Mantenere una reputazione personale, o aziendale, positiva è un obiettivo sempre più complesso da raggiungere a causa di molteplici criticità tra cui: la crescente frammentazione dei gruppi di interesse e dei media, le articolate aspettative del pubblico e l’insidioso sviluppo della disinformazione.

La reputazione rappresenta qualcosa di diverso dalla notorietà, poiché riguarda l’identità e i valori. Non può essere acquistata o introdotta da terzi, e ha un preciso valore intrinseco all’individuo. La reputazione può precedere la conoscenza diretta, orientando così la percezione personale. Come si evince, quindi, la reputazione è uno degli asset intangibili fondamentali poiché impatta in maniera significativa sulle performance professionali, economiche e relazionali. Essa è sinonimo di credibilità, autorevolezza, rispetto degli impegni assunti, prestigio, fiducia, affidabilità, stima e capacità di garantire determinati standard comportamentali e professionali.

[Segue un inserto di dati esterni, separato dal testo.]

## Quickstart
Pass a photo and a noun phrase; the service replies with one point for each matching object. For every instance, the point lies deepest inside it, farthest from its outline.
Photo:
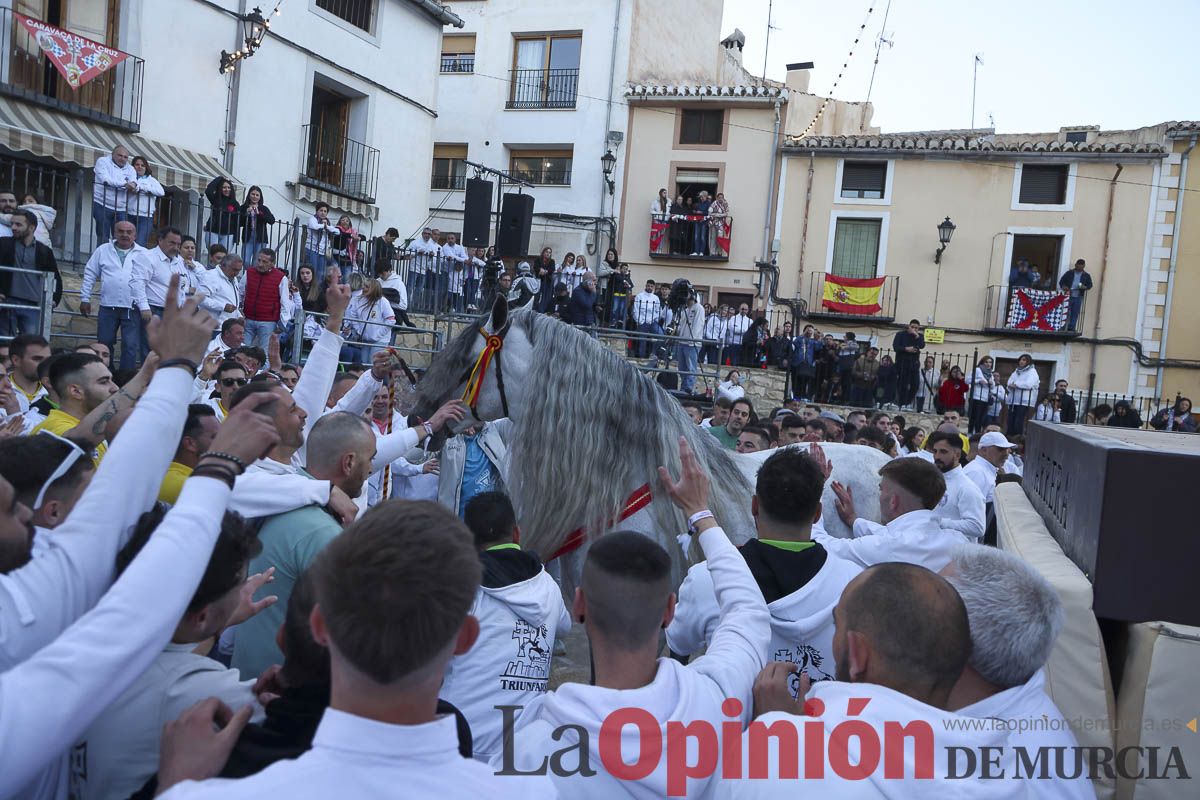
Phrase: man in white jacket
(520, 611)
(798, 578)
(901, 642)
(910, 489)
(624, 601)
(1015, 617)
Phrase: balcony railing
(543, 88)
(693, 238)
(113, 97)
(339, 164)
(1033, 312)
(844, 300)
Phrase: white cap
(995, 439)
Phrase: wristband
(187, 364)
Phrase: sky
(1047, 64)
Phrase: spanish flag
(852, 295)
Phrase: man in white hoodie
(910, 489)
(901, 643)
(624, 601)
(798, 578)
(1015, 617)
(520, 611)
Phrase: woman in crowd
(953, 394)
(981, 394)
(45, 214)
(369, 319)
(1175, 417)
(222, 224)
(256, 221)
(1125, 416)
(144, 202)
(1023, 390)
(719, 224)
(927, 385)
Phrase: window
(545, 71)
(706, 126)
(1044, 184)
(864, 179)
(543, 167)
(359, 13)
(856, 247)
(459, 53)
(449, 166)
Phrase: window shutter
(1044, 184)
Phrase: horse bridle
(475, 374)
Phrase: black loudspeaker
(477, 215)
(516, 217)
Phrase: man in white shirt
(222, 289)
(381, 729)
(961, 507)
(625, 601)
(910, 489)
(647, 311)
(1015, 617)
(112, 264)
(120, 751)
(113, 179)
(151, 270)
(691, 332)
(988, 463)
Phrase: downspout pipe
(1099, 286)
(1175, 257)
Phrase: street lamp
(610, 162)
(945, 232)
(255, 28)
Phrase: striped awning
(336, 202)
(53, 134)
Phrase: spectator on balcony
(719, 224)
(700, 226)
(226, 215)
(319, 235)
(691, 332)
(647, 312)
(143, 199)
(45, 214)
(265, 299)
(622, 288)
(1077, 282)
(1023, 389)
(256, 224)
(1175, 417)
(953, 392)
(113, 179)
(22, 251)
(544, 269)
(113, 266)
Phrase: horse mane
(593, 431)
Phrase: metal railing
(113, 97)
(543, 88)
(1033, 312)
(691, 236)
(843, 304)
(340, 164)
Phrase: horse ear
(499, 313)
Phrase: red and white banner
(77, 59)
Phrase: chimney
(798, 77)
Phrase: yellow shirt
(59, 421)
(173, 482)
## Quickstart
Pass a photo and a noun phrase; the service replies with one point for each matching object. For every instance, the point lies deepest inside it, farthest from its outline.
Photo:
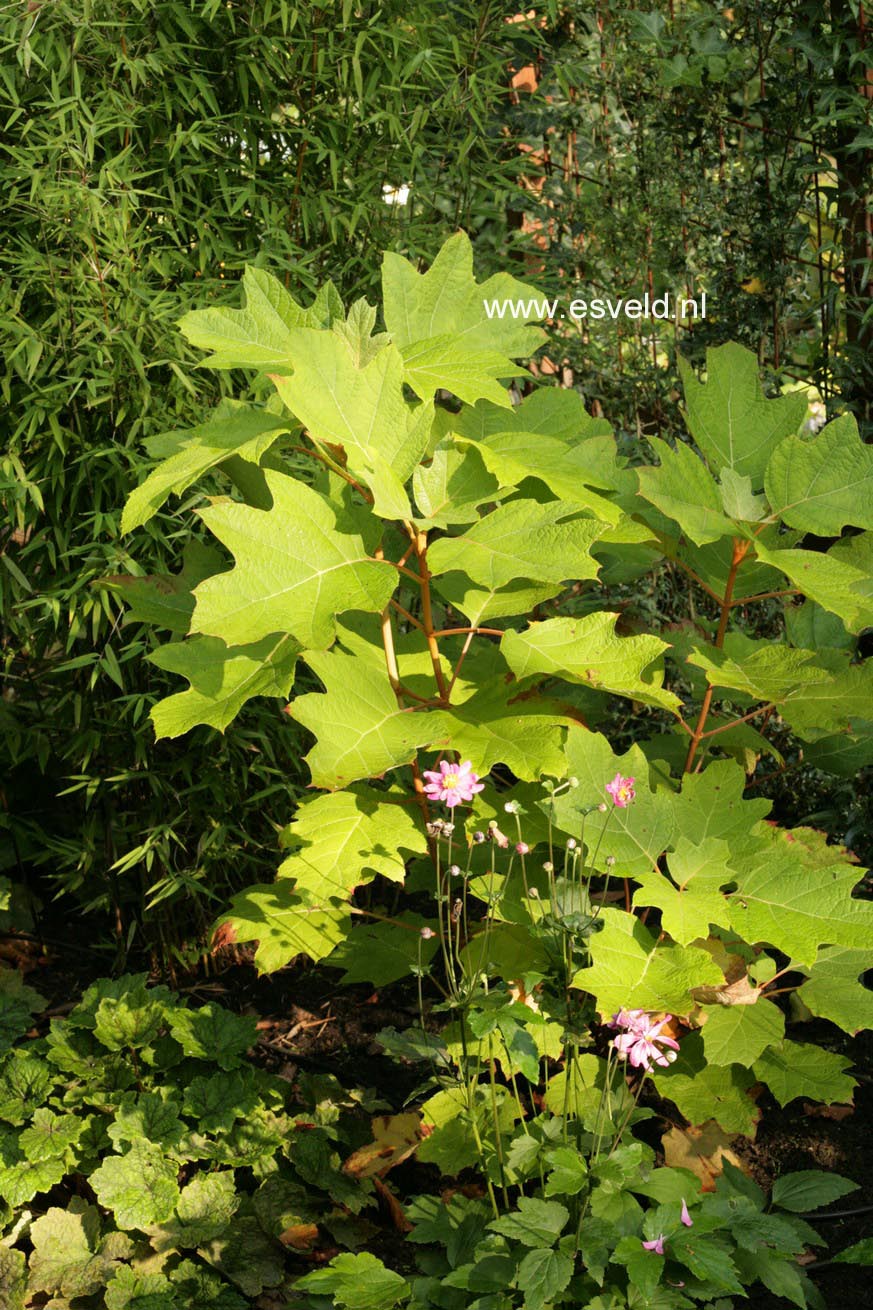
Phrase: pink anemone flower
(452, 784)
(621, 791)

È importante considerare che, essendo diversa dal gradimento, la reputazione è fondata certamente sulle relazioni mediate dai canali digitali (e non solo) ma anche dalla proiezione che il nostro operato riflette sul prossimo all’interno della comunità. Diversi studi indicano come per una prima impressione di una persona sconosciuta siano sufficienti, nel momento in cui la vediamo, pochi secondi.

Così come bastano pochi minuti per rovinare una reputazione positiva costruita solidamente nel tempo.

Investire nella propria reputazione significa dar vita a un novero di pratiche quali la cura del nostro sistema relazionale, l’ampliamento dello stesso, l’innalzamento della qualità del pensiero critico e la continua formazione professionale.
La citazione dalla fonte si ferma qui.